Go ahead and open up the wav file named 12345.wav and listen to it. Notice that the spoken words are just that: one two three four five. If all goes well, that’s what sphinx should recognize.
You can run the program by right-clicking on the WavFile.java file (located in the src/wavfile folder)->Run As->Java Application. This should run the recognizer. After a few seconds, you’ll see the text “one two three four five” show up in the Console portion of eclipse. If you got that far, nice work. You were able to perform some speech recognition with sphinx.

{ 61 } Comments
Good work! I was able to get the WavFile working on Linux using NetBeans.
At first, I ran into a NullPointerException, choking the program right there.
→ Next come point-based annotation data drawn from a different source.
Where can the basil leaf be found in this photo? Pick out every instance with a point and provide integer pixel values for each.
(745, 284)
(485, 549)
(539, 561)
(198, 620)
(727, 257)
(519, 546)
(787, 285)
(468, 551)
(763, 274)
This line:
URL configURL = WavFile.class.getResource(“config.xml”);
was returning null, because it couldn’t actually find the “config.xml” file in the directory my WavFile.class compiled class file was being run from. This may just be a NetBeans idiosyncrasy. I’m not sure why the .wav and other files ended up being placed in a folder different from the .class file.
I figured out where NetBeans was placing everything after the compile, and I changed the package declaration at the top of the WavFile.java file to read:
package wavfile;
This placed the .class file in the same directory as the config.xml file, and voila! “one two three four five”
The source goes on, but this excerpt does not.